JAKARTA - Juru Bicara Kementerian Luar Negeri China Mao Ning mengatakan Filipina menjadi pihak yang bertanggung jawab atas terciptanya ketegangan di Laut China Selatan.
"Tanggung jawab atas keadaan darurat yang terjadi baru-baru ini di perairan sekitar Ren'ai Jiao sepenuhnya berada di tangan Filipina," kata Mao Ning saat menyampaikan keterangan kepada media di Beijing, China dilansir ANTARA, Senin, 11 Desember.
Pulau karang yang dikenal sebagai "Ren'ai Jiao" oleh China dan disebut "Beting Ayungin" dalam sebutan Filipina merupakan bagian dari Kepulauan Spratly yang disengketakan kedua negara. Kepulauan Spartly adalah sebuah kepulauan besar yang diklaim oleh China dan beberapa negara Asia lain di Laut China Selatan.
Diketahui pada Minggu (10/12), kapal-kapal China menembakkan meriam air ke tiga kapal Filipina untuk mengirimkan pasokan kepada para nelayan di Scarborough Shoal, kemudian terjadi juga tabrakan antara kapal Filipina dan China di Second Thomas Shoal, tempat sejumlah tentara Filipina ditempatkan di kapal perang BRP Sierra Madre sebagai "markas terapung" sejak 1999 bagi penjaga pantai Filipina walau China sudah memprotes hal tersebut.
"Hal ini sangat melanggar kedaulatan China dan membahayakan keselamatan kapal dan personel China. Penjaga Pantai China (CCG) sudah mengambil tindakan hukum yang diperlukan terhadap kapal Filipina sesuai dengan hukum dalam negeri dan internasional dan Kementerian Luar Negeri China telah mengajukan démarche (protes) serius sebagai protes keras kepada Filipina," ujar Mao Ning.
Mao Ning lalu menekankan Ren'ai Jiao adalah bagian dari Nansha Qundao (Kepulauan Spratly) sebagai bagian dari China.
"China memiliki kedaulatan yang tak terbantahkan atas Nansha Qundao, termasuk Ren'ai Jiao, dan perairan sekitarnya. Hal ini terjadi dalam perjalanan sejarah yang panjang dan konsisten dengan hukum internasional termasuk Piagam PBB," papar Mao Ning.

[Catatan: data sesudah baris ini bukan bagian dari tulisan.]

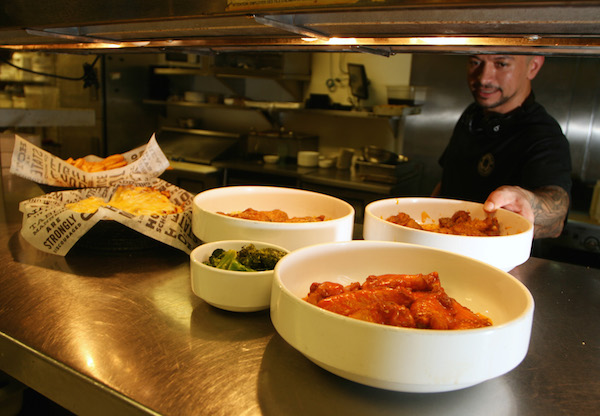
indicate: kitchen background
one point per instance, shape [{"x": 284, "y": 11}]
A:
[{"x": 135, "y": 95}]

Akar permasalahan ketegangan di perairan tersebut, menurut Mao Ning, adalah Filipina yang telah mengingkari janjinya dan menolak untuk menarik kapal perang yang ditempatkan secara ilegal di terumbu karang tersebut dan berusaha memperkuatnya dalam skala yang lebih besar agar dapat menduduki Ren'ai Jiao secara permanen.
"China dengan tegas menentang upaya Filipina untuk menduduki Ren'ai Jiao dan telah menegaskan sikap ini di berbagai kesempatan. Kami juga menuntut agar Filipina tidak mengirimkan bahan-bahan konstruksi ke kapal perang tersebut," ungkap Mao Ning.
Mao Ning mengatakan Filipina juga melanggar hukum internasional dan ketentuan Deklarasi Perilaku Para Pihak di Laut China Selatan (DOC) maupun kedaulatan teritorial serta hak dan kepentingan maritim China.
"Kami sekali lagi mendesak Filipina untuk berhenti melanggar kedaulatan China dan melakukan tindakan provokatif, berhenti menyerang dan menjelek-jelekkan China tanpa dasar, dan menghindari merusak perdamaian dan stabilitas di Laut China Selatan," ucap Mao Ning.
Pemerintah China, menurut Mao Ning, sudah berupaya untuk meningkatkan komunikasi dengan Filipina demi menangani situasi ini dengan baik.
"Kami juga telah mengajukan proposal untuk mengelola dan mengendalikan situasi di Ren'ai Jiao. Bola kini ada di pihak Filipina. Kami berharap Filipina akan mengatasi akar masalah ini, berhenti melakukan provokasi dan menimbulkan masalah, serta menjaga perdamaian dan stabilitas di Laut China Selatan," tutur Mao Ning.
BACA JUGA:
Terkait dengan Kementerian Luar Negeri Amerika Serikat yang meminta China untuk menghentikan tindakannya yang berbahaya dan mengganggu stabilitas di laut, Mao Ning mengatakan bahwa sengketa maritim antara China dan Filipina adalah masalah antara China dan Filipina.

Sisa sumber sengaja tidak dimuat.